Williams sets a career high tonight, anyone disagree? I am actually really interested in seeing how good that kid is. 

NJ Vs PHX is always a good one. Kidd has a bone to pick with PHX after he got traded because of ONE little incident involving his wife and a beatdown supreme.


----------



## HB (May 1, 2004)

Hey I am going to borrow your opening thread as the Nets dont have one up currently. Thanks in advance

Good luck on the game


----------



## Seuss (Aug 19, 2005)

Suns defense looks a lot better as of recent. Their actually making good rotations.

Boris Diaw has also stepped up. This bolds well for the Suns.


----------



## Dissonance (Jul 21, 2004)

*Suns 116, Nets 92*

Suns are 3-0 so far on the Wake The **** Up Tour


----------



## bircan (Jul 17, 2005)

Very good game by the Suns. Pleased with Diaw's 14pt 10reb 6ast performance and to see Strawberry get some quality minutes - 10 times the amount Banks got (22mins compared to 2).

Nets rookie forward line of Boone and Williams were held in check. Only 5 offensive rebounds allowed for the Nets, and we grabbed 17 off rebs. Total rebs 48 to 38, a nice change to outrebound a team by so much, and we played our running and shooting game as best we can.


----------



## Hyperion (Dec 5, 2006)

bircan said:


> Very good game by the Suns.


agreed.




> "We've been playing the way we like to play, offensively and defensively," Bell said. "That's what we need to be doing. We need to be focusing on more than just winning and losing. We have to start doing things the right way and playing the way we need to play -- then the wins will come."

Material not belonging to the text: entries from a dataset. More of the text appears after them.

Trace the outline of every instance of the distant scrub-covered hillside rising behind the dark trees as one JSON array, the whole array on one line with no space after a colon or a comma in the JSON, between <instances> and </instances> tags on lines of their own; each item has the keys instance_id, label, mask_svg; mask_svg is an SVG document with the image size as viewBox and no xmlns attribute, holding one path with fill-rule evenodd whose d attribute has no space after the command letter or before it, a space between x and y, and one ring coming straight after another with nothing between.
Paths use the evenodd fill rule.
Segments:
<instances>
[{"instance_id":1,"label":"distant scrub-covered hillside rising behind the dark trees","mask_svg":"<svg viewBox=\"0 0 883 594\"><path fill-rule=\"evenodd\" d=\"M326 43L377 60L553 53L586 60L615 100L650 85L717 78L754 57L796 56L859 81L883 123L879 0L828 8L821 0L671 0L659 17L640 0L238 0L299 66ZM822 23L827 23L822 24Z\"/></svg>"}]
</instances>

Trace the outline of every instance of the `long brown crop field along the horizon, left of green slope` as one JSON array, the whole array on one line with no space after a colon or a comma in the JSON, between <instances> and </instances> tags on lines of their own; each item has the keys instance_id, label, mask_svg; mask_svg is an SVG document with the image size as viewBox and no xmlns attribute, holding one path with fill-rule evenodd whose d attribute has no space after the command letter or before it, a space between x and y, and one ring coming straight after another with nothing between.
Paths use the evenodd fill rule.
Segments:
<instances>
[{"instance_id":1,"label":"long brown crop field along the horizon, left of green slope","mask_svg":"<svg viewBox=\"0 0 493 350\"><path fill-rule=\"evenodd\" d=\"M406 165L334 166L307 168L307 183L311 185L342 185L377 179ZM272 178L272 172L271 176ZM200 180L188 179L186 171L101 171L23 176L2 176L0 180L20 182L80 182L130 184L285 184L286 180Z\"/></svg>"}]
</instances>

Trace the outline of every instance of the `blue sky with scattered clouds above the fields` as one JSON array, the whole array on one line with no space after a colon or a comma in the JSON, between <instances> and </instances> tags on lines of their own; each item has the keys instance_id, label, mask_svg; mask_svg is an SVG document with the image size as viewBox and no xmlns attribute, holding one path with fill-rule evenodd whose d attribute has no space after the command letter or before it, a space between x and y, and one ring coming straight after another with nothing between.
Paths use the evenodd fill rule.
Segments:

Glad to see that they're addressing the problem.


----------



## MeirToTheWise (Nov 9, 2005)

Dissonance19 said:


> *Suns 116, Nets 92*
> 
> Suns are 3-0 so far on the Wake The **** Up Tour


Lol and loving every minute of it ^_^ I was actually suprised the Suns blew them out like this. Btw, the 2 dunks Amare had on Williams were naaaaaaasty, haha.


----------



## Dissonance (Jul 21, 2004)

We should make a new advisory with different terms. Of course, WTFU being at the top.


----------